Basta questa meraviglia a spiegare perché nella maggior parte del pianeta la carne di balena è diventata un tabù? No, perché come molte delle scelte che facciamo su cosa mangiare e cosa non mangiare, la faccenda è complessa e piena di contraddizioni.
Nella maggior parte del pianeta, mangiare cetacei è illegale. Con l’avvento della caccia alle balene a livello industriale nell’Ottocento, a metà del XX secolo la popolazione di diverse specie era stata portata sull’orlo dell’estinzione.
Da quando la International Whaling Commission l’ha vietata nel 1986, solo Norvegia, Islanda e Giappone hanno continuato la caccia su larga scala. Mentre le comunità aborigene in Alaska, Canada, Groenlandia e Russia catturano piccole quantità di cetacei, così come la nazione caraibica di Saint Vincent Grenadine.
Quello che cercavano le baleniere ottocentesche era soprattutto il grasso di megattere, balenottere e capodogli, da trasformare in olio per lampade e in altri prodotti. Nella maggior parte dei casi, la carne era più che altro un sottoprodotto. I pochi che oggi continuano a cacciare cetacei però lo fanno unicamente con lo scopo di mangiarli.

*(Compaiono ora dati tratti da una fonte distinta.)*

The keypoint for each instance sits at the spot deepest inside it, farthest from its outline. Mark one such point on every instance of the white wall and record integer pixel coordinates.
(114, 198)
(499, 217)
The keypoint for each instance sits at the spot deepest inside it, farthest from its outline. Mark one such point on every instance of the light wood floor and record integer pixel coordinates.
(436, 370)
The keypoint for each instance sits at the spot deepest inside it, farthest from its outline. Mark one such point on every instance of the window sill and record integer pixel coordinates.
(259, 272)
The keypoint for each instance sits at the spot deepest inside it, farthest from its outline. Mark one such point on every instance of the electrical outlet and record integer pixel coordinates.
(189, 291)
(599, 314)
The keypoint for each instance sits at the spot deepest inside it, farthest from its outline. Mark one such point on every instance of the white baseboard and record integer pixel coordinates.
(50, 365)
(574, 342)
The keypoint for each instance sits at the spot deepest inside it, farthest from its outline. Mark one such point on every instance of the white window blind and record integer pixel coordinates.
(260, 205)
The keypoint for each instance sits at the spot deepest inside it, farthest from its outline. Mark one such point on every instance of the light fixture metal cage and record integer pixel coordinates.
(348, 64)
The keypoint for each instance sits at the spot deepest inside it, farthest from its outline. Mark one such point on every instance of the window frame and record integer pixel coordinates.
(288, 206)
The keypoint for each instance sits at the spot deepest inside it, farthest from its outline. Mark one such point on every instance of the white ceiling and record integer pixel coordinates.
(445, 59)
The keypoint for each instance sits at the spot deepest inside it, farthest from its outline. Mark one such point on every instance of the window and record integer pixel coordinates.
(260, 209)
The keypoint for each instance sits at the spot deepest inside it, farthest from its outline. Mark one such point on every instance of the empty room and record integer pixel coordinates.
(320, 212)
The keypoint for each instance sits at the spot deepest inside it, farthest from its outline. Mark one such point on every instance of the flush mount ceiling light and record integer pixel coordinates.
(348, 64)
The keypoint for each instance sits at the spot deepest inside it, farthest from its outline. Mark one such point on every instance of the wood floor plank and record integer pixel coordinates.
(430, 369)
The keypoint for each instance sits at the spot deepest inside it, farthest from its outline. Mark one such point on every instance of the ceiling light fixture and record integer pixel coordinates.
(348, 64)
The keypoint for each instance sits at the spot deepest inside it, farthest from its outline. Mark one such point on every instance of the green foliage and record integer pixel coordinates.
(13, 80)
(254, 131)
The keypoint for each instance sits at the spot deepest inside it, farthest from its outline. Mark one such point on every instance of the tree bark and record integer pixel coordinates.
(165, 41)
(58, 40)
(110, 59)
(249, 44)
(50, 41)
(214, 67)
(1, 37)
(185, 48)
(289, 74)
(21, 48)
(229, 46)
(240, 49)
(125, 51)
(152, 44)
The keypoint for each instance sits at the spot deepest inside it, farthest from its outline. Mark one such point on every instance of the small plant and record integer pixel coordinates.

Su TikTok può capitare di vedere content creator, con account dedicati a raccontare le tradizioni delle popolazioni Inuit canadesi, che mostrano il muktuk (la pelle e il grasso) di beluga congelato: sono animali uccisi in numero contenuto, con il placet della International Whaling Commission.
In Norvegia e in Islanda si cacciano balenottere minori, per il consumo interno. Ma anche per esportarle in Giappone, paese dove si cacciano anche balenottere di Bryde e balenottere boreali.
Razioni o gusto esotico
Se la carne di balena non è diventata popolare negli Stati Uniti per esempio, non è per mancanza di tentativi. Lo spiega bene la storica Nancy Shoemaker, nel suo studio Whale Meat in American History pubblicato nel 2005 dalla rivista scientifica Environmental History.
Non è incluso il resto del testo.